La valoración de expertos externos resulta significativa. Saptarshi Das, de la Universidad Estatal de Pensilvania, señala que «la implicación clave es que el apilamiento vertical puede no implicar necesariamente una penalización severa en el rendimiento del transistor». Si el proceso resulta escalable, añade, «podría abrir una vía práctica hacia chips más densos y eficientes energéticamente, con interconexiones mucho más cortas». El potencial para cargas de trabajo de inteligencia artificial es especialmente relevante: acercar físicamente las capas de cómputo reduce los cuellos de botella de comunicación que hoy limitan el rendimiento de los sistemas de IA.
Retos pendientes y próximos pasos hacia la industria
Los dos desafíos principales son el rendimiento de fabricación y la densidad de potencia. Apilar capas multiplica la exigencia: cada transistor de cada nivel debe funcionar correctamente. El equipo trabaja con diseñadores de circuitos en arquitecturas tolerantes a defectos que puedan absorber imperfecciones con una sobrecarga mínima de área y consumo.

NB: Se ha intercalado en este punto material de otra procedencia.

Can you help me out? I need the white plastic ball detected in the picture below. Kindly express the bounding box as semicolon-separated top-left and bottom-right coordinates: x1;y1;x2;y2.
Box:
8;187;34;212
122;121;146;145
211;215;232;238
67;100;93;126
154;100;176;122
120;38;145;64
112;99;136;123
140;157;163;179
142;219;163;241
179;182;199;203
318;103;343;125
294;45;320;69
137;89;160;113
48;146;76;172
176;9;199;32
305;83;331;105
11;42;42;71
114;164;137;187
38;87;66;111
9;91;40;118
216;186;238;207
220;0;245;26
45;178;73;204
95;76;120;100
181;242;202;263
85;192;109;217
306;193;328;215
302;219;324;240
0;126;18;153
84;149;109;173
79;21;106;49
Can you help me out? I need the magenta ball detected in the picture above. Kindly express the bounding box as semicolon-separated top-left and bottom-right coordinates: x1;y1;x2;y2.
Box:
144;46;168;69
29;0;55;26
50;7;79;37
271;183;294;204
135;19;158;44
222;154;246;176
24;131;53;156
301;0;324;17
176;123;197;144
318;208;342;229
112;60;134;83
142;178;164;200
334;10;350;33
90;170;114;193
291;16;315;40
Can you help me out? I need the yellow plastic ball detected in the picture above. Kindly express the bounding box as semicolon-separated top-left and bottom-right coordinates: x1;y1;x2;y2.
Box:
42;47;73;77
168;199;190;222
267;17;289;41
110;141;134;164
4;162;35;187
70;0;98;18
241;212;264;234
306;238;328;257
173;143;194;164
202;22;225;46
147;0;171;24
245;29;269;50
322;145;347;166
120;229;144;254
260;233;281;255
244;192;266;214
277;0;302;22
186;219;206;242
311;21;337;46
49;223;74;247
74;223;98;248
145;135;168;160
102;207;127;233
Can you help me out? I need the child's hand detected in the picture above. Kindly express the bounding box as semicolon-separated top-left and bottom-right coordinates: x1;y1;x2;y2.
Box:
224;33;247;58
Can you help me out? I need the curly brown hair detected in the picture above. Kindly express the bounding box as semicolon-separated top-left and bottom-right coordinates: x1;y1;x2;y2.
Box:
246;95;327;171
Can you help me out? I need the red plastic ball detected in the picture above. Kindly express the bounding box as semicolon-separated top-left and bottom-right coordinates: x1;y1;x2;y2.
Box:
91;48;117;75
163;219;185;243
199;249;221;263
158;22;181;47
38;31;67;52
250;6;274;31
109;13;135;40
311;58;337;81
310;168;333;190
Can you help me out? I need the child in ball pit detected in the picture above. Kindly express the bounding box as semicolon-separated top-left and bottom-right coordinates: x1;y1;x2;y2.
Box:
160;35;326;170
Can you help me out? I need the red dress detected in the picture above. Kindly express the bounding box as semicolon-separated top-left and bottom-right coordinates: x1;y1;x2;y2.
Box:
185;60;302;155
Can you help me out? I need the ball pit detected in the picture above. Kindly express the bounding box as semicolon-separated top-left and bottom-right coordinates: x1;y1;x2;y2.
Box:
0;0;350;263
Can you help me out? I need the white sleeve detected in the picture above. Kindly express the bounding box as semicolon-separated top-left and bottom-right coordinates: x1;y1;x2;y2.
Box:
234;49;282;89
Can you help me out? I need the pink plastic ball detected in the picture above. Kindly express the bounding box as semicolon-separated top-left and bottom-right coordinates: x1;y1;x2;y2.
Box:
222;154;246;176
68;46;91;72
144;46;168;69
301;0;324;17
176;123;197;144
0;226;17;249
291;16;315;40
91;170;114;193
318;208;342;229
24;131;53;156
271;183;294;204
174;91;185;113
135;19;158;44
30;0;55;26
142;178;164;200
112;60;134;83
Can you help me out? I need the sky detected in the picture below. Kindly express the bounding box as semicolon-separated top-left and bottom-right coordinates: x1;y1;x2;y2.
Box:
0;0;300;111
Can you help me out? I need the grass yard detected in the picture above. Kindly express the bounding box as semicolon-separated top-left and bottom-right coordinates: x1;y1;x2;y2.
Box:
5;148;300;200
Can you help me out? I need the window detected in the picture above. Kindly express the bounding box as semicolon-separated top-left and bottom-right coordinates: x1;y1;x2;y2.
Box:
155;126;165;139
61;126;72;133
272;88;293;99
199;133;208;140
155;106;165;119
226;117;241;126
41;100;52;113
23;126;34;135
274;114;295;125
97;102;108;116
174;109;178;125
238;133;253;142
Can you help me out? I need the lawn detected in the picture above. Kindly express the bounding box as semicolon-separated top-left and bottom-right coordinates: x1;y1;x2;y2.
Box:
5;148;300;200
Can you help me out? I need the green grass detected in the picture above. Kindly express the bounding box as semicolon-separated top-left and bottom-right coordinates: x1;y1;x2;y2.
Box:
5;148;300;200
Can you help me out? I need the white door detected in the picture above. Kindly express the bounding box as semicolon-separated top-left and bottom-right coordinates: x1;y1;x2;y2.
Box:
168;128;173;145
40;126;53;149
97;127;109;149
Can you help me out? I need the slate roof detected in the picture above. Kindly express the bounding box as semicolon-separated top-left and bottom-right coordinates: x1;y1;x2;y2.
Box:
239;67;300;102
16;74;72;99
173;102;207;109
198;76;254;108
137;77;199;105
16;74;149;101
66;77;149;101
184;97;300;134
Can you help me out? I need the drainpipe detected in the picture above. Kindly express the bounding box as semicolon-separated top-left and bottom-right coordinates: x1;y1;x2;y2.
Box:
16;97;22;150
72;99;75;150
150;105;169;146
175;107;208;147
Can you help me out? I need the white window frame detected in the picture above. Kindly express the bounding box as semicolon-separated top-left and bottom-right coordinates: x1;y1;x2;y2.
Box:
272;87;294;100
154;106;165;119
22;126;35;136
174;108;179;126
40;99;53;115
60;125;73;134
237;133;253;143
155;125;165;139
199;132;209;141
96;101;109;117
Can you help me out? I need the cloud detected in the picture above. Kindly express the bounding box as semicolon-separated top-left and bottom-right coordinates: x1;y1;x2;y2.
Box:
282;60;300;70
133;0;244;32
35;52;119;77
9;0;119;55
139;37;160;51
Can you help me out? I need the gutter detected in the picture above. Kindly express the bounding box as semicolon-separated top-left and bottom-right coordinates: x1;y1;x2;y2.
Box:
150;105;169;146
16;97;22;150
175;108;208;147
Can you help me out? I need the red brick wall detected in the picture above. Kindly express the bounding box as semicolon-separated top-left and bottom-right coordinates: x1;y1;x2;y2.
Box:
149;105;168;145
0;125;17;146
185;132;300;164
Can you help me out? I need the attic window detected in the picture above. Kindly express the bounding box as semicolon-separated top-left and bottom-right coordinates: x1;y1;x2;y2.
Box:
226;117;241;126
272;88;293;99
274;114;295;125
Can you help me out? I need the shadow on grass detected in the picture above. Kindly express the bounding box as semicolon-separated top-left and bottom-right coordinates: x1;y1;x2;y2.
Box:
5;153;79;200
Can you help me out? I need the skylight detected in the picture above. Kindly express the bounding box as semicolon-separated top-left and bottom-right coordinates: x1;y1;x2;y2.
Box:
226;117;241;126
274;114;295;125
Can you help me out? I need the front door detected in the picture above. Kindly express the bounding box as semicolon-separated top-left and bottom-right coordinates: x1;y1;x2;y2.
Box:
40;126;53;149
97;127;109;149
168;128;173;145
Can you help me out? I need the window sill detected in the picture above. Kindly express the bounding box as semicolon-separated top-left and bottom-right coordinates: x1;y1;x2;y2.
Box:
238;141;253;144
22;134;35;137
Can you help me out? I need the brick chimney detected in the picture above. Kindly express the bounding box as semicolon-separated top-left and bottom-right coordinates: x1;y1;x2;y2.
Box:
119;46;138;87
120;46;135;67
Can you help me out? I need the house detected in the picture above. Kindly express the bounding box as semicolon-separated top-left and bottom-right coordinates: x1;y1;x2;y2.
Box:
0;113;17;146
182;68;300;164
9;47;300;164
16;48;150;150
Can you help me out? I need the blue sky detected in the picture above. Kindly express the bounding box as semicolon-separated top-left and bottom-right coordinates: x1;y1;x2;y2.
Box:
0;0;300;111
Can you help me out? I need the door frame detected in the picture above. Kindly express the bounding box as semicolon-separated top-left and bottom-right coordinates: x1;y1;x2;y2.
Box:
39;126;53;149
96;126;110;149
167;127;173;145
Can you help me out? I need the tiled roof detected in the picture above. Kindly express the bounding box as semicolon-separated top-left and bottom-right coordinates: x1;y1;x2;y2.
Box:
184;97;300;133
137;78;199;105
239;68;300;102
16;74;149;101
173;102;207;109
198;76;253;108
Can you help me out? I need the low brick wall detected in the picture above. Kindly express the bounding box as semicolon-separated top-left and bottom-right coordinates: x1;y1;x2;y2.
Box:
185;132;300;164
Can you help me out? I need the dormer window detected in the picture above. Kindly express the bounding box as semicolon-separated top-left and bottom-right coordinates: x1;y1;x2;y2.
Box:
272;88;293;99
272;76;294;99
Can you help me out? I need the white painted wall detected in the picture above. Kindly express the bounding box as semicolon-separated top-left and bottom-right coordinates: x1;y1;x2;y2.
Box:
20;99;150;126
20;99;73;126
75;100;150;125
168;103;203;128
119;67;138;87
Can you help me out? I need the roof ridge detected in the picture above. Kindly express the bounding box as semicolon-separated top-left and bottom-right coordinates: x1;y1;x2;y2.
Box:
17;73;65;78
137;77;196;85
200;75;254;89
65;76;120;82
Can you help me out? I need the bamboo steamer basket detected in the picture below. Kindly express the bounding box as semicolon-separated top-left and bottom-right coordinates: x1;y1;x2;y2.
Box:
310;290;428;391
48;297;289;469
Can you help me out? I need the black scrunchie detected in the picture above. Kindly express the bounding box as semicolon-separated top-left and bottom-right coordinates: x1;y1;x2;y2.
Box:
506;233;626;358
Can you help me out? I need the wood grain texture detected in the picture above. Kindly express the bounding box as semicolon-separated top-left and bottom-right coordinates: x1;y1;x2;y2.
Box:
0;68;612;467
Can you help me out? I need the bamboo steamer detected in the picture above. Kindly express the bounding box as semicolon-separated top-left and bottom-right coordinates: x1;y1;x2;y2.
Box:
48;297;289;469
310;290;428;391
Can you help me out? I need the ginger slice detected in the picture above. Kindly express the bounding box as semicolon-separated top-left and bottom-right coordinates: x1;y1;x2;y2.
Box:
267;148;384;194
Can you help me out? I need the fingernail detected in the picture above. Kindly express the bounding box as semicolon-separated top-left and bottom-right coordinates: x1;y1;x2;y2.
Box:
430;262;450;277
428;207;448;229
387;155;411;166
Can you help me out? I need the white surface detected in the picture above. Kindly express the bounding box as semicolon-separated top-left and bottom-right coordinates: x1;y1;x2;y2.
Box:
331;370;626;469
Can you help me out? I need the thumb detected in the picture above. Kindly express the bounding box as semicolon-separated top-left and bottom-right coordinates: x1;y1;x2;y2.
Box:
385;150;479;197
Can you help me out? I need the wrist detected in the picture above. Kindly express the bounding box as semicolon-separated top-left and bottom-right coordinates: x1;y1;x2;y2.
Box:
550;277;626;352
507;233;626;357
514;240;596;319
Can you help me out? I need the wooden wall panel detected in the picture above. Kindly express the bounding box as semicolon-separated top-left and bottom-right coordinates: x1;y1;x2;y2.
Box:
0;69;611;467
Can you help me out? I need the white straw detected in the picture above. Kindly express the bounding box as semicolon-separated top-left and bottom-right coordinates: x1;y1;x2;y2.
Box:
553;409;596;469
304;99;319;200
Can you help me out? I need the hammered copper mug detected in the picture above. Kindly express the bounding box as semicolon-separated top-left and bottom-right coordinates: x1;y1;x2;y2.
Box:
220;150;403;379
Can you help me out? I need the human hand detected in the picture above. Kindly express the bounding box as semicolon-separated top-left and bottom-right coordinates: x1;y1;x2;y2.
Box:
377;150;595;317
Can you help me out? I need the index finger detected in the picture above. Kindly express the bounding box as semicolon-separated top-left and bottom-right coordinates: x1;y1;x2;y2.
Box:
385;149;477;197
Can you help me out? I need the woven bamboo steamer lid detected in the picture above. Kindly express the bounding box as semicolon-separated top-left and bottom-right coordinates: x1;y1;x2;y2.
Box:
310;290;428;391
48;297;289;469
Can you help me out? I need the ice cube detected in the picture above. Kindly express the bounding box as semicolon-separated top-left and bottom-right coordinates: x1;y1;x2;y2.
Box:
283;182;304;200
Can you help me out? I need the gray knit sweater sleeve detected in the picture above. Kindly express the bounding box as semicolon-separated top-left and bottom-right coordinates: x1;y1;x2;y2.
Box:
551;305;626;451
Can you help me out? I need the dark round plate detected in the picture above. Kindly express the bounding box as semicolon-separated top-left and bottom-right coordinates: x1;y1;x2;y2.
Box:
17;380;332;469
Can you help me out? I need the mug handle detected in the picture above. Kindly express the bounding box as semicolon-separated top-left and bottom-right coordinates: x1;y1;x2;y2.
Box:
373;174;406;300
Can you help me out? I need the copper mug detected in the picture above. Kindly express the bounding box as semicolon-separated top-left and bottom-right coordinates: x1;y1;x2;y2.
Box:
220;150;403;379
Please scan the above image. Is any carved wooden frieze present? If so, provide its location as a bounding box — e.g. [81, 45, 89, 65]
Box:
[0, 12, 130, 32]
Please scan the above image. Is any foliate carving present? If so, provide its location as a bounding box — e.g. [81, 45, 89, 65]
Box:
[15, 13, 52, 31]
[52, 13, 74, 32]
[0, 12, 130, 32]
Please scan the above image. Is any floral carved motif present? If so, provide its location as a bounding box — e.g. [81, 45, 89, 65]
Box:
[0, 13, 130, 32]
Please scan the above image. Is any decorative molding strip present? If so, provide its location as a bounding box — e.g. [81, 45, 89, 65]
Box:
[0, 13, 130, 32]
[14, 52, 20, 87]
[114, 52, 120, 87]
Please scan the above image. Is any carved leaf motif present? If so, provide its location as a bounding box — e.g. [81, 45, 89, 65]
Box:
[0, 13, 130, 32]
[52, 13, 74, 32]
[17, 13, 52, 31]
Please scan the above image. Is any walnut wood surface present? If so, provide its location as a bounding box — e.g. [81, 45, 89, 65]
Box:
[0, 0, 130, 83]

El calor concentrado en estructuras 3D es el otro problema. Entre las soluciones en desarrollo figuran el escalado dinámico de voltaje y frecuencia y la regulación de potencia asistida por IA para gestionar activamente la temperatura en el chip.
El equipo trabaja actualmente con obleas de 75 mm, frente a las de 300 mm que utilizan las grandes fundiciones. La siguiente fase pasa por colaborar con fabricantes de semiconductores para validar el proceso en entornos de producción real. Más allá de la computación, la integración monolítica con otros materiales podría habilitar detectores de rayos X ultrasensibles y sistemas de imagen multiespectral compactos —aplicaciones que hasta ahora resultaban inaccesibles—. El camino desde el laboratorio hasta la fábrica será largo, pero por primera vez está trazado sobre silicio convencional.